Abstract 3295: De-induction of the Maladaptive Fetal Gene Program During Chronic Monotherapy with Metoprolol Succinate is Retained Following Withdrawal of Therapy in Dogs with Chronic Heart Failure
Background: Chronic therapy with extended release metoprolol succinate (MET), a selective β1 adrenergic receptor blocker, improves left ventricular (LV) function and attenuates global LV remodeling in dogs with chronic heart failure (HF). We previously showed that chronic therapy with β-blockade results in de-induction of the fetal gene program (FGP) in LV myocardium of dogs with HF. In this study, we tested the hypothesis that in dogs with HF withdrawal of chronic MET does not lead to re-induction of FGP.
Methods: Studies were performed in 17 intracoronary microembolization-induced HF dogs randomized to 3 months oral therapy with MET (100 mg, once daily, n=11) or no therapy at all (Controls, n=6). In dogs randomized to MET, 6 were sacrificed after 3 months of therapy and in the remaining 5, MET was withdrawn after 3 months of therapy and dogs were observed for 6 weeks after withdrawal of MET (MET-W) and then sacrificed. LV tissue was also obtained from 6 normal (NL) dogs for comparison. mRNA expression of the FGP genes namely, atrial natriuretic peptide (ANP), brain natriuretic peptide (BNP), sarcoplasmic reticulum calcium ATPase (CAA), cardiac β-1 adren-ergic receptor (AR) and α-myosin heavy chain isoform (α-MHC) was measured using reverse transcriptase polymerase chain reaction (RT-PCR) and bands were quantified in densitometric units (du).

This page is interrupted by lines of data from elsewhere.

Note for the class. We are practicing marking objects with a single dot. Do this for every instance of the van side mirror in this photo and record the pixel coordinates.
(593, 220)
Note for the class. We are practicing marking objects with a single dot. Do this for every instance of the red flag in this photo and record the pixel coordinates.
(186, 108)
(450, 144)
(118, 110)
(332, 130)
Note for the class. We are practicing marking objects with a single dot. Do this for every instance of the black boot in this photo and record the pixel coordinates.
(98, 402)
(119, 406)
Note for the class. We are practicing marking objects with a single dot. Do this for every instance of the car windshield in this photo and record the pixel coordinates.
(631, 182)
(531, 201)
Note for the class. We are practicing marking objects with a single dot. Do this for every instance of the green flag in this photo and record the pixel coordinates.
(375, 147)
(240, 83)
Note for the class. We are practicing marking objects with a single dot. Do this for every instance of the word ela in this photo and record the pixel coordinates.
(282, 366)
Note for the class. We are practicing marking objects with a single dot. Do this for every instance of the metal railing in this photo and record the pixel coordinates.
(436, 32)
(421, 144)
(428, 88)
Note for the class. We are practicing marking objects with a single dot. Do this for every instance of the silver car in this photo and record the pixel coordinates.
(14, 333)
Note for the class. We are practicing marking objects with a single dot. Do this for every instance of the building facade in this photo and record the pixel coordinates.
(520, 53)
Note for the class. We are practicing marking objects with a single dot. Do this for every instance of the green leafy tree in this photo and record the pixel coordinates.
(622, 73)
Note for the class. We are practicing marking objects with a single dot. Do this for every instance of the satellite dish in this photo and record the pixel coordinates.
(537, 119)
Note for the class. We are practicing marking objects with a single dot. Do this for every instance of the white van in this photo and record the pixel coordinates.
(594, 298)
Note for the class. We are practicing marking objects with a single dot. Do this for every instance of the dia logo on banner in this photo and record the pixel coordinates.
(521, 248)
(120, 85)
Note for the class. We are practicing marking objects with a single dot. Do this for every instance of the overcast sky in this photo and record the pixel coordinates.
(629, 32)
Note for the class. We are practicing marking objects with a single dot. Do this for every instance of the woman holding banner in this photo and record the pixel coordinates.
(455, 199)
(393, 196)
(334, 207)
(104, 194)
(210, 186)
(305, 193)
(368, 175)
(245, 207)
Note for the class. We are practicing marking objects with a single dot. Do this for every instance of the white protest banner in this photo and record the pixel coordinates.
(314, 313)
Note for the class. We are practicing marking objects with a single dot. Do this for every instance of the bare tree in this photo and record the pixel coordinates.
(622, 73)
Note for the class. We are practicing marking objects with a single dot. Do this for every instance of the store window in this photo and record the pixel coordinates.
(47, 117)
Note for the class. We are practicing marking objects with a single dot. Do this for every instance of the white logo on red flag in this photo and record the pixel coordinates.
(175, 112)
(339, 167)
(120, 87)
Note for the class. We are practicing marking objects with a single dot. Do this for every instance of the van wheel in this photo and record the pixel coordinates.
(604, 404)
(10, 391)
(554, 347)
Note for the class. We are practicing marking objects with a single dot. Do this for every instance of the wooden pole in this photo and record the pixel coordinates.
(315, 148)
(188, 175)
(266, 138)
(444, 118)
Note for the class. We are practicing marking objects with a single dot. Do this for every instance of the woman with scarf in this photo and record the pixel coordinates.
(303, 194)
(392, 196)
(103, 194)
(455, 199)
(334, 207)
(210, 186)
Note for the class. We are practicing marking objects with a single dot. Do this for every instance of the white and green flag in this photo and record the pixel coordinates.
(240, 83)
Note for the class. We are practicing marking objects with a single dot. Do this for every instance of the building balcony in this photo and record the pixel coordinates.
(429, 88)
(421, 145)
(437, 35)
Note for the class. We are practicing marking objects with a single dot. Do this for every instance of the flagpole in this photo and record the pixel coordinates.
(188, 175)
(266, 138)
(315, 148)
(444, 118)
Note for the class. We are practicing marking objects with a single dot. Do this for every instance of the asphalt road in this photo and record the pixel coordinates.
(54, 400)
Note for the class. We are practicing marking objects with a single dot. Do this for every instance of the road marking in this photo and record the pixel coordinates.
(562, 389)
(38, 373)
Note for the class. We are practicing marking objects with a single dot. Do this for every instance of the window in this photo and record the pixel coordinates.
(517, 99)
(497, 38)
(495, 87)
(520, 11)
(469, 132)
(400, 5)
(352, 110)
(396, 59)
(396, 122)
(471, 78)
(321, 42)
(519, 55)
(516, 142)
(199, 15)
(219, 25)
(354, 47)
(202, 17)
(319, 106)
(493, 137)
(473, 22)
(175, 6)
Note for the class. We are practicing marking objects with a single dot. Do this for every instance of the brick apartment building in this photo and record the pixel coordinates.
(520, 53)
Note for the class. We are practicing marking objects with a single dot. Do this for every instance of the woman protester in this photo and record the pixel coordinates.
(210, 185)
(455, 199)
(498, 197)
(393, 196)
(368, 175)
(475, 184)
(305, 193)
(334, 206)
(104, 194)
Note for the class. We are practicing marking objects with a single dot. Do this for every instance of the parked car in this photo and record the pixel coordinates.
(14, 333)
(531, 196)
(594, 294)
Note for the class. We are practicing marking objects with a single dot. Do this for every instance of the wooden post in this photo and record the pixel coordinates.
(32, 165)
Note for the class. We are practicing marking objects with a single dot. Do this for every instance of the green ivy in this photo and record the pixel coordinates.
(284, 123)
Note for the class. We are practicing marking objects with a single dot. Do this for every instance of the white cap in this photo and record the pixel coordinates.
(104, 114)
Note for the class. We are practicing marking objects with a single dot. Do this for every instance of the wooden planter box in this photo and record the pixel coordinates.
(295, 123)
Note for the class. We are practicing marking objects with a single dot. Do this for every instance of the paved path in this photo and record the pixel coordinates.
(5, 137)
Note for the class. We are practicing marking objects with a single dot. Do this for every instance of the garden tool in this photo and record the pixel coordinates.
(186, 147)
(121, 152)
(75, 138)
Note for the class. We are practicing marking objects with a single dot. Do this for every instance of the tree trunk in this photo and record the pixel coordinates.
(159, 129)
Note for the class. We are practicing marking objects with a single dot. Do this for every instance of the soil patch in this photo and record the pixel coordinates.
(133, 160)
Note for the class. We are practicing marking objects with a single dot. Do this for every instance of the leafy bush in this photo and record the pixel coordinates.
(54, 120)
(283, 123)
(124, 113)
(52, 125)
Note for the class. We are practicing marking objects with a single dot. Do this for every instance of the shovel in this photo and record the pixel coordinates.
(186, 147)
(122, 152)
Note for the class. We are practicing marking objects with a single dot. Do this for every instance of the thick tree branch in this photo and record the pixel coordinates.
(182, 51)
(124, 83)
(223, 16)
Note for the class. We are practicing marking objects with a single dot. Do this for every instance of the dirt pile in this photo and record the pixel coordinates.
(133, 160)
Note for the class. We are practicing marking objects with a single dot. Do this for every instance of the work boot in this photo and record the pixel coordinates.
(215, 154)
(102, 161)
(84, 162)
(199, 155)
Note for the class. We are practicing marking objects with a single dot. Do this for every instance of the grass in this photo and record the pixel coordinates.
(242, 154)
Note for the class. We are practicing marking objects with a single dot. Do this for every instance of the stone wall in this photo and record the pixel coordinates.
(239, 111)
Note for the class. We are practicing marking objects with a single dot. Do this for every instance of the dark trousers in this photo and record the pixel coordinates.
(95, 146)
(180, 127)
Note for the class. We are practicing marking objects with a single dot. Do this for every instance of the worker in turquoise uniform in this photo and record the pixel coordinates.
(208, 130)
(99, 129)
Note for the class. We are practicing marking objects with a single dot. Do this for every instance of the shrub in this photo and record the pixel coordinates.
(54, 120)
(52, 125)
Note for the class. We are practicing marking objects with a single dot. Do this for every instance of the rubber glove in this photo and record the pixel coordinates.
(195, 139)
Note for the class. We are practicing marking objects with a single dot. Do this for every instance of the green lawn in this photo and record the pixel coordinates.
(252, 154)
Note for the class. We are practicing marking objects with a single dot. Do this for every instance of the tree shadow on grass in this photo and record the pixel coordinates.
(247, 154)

Results: In Controls, mRNA expression of ANP and BNP increased and expression of CAA, β 1-AR and α-MHC decreased. Treatment with MET decreased expression of ANP and BNP and increased expression of CAA, β 1-AR and α-MHC. Except for α-MHC, the improvement in FGP seen during MET treatment was preserved in MET-W dogs.
Conclusions: Withdrawal of MET is associated with sustained de-induction of the FGP in LV myocardium of dogs with HF. This observation supports the concept that chronic β-blockade therapy in HF confers lasting reversal of LV remodeling and molecular recovery of the failing myocardium.